また、涙が出てきた。
「とっ、父さん……うっ、うう……」
あまりの気持ち悪さに足をじたばたして、呻き声をあげる。
「あはは。惨めだな。お前が出来の悪い不良品だから、こんな惨い扱いを受けるんだぞ」
惨いことをしている自覚はあるらしい。
毛先が固まった筆が、太ももに突き刺さる。
「いった!!!」
画鋲が足に突き刺さっているような痛みに悶えて、悲鳴をあげる。
「こら。俊平、口を閉じろ。露麻や母さんの眠りを妨げるんじゃない」
「ご、ごめ……ごめんなさい。もうしない。甘いものなんか、食べないから」
「じゃあどうするんだ?」
「え?」
「どうやって、甘いものを食べないようにするんだ? 金のないお前のことだから、昨日は甘いものを奢られたんだろ? それなら今度は、どうやって奢られないようにするんだ?」
「それは………ん、あっ」
「ほら、その教養のない、ダメダメな頭でよく考えろ、俺の商品」
筆を下着の中に入れられて、やわらかい筆で、両足の付け根の間をいじられて、硬い筆で、尻をつつかれる。

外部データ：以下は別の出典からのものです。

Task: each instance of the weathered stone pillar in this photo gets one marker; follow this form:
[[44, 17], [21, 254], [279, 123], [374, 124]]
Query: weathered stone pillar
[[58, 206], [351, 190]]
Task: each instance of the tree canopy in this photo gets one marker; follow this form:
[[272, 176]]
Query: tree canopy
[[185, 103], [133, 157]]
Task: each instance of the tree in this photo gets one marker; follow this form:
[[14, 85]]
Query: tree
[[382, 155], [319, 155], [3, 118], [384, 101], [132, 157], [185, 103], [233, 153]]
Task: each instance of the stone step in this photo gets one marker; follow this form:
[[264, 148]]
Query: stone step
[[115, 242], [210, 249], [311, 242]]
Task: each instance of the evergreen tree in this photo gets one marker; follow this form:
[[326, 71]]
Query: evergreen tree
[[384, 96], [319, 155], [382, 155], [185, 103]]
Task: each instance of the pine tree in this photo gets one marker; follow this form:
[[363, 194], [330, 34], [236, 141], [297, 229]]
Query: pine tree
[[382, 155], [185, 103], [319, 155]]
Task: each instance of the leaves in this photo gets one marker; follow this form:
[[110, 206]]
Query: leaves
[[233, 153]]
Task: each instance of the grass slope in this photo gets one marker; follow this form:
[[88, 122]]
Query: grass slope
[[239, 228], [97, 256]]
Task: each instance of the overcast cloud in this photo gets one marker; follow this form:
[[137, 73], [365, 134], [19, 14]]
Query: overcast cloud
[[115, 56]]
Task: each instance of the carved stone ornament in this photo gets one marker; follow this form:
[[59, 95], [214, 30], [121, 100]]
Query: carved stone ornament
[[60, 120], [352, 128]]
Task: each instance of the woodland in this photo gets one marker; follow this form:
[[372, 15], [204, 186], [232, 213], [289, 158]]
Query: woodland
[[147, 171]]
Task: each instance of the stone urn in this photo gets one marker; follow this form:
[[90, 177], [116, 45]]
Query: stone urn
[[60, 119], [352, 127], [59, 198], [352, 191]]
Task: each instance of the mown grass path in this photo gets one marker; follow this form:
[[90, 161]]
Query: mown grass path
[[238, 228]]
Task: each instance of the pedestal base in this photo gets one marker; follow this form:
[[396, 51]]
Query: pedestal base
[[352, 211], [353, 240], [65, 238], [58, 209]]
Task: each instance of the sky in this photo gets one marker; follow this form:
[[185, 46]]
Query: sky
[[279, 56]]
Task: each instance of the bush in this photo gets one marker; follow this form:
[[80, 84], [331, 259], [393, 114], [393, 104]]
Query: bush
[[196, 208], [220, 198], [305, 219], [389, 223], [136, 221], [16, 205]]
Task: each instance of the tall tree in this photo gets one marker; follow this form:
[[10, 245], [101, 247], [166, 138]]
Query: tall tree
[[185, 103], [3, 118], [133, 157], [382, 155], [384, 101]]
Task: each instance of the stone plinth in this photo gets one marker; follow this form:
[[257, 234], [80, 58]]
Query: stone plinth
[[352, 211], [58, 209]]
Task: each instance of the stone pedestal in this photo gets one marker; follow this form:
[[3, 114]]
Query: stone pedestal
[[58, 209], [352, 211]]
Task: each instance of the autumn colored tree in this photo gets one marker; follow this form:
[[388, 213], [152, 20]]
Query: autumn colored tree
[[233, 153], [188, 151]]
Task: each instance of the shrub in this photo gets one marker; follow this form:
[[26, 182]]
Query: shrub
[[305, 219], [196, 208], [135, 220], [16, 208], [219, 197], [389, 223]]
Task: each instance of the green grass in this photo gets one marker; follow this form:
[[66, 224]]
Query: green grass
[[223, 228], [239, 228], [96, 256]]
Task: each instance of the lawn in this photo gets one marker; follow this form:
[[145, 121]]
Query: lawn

左右に、上下に。弧を描くように、直線を、斜線を描くように。ありとあらゆるやり方で、父さんは筆を動かした。
「やっ。うっ。あぁ……」
「喘いでないで早く言え」
「あっ、遊ばない。もう放課後は、遊ばないから。一緒に帰るだけにする」
「今の言葉、忘れるなよ」
二本の筆の柄を俺の口の中に突っ込むと、父さんは俺の腹を、渾身の力で蹴った。
父さんが俺の口から筆を抜いて、筆を床に投げ捨てる。
ポイ捨てをしているみたいな投げ方だった。
父さんが俺の腕の紐をほどいて、部屋を出ようとする。
「……父さん」
「あ? なんだよ、商品」
俺は商品じゃなくて、俊平なんだけど。
「こんなに……ズボンが水浸しになるまで実の子供をいじめ倒して、楽しいか?」
「楽しくはねぇよ。しょうがねぇだろ。お前が、ここまでやらないとわかんない不良品なんだから」
……なんだよそれ。
絶望している俺を見もしないで、父さんは部屋を出ていった。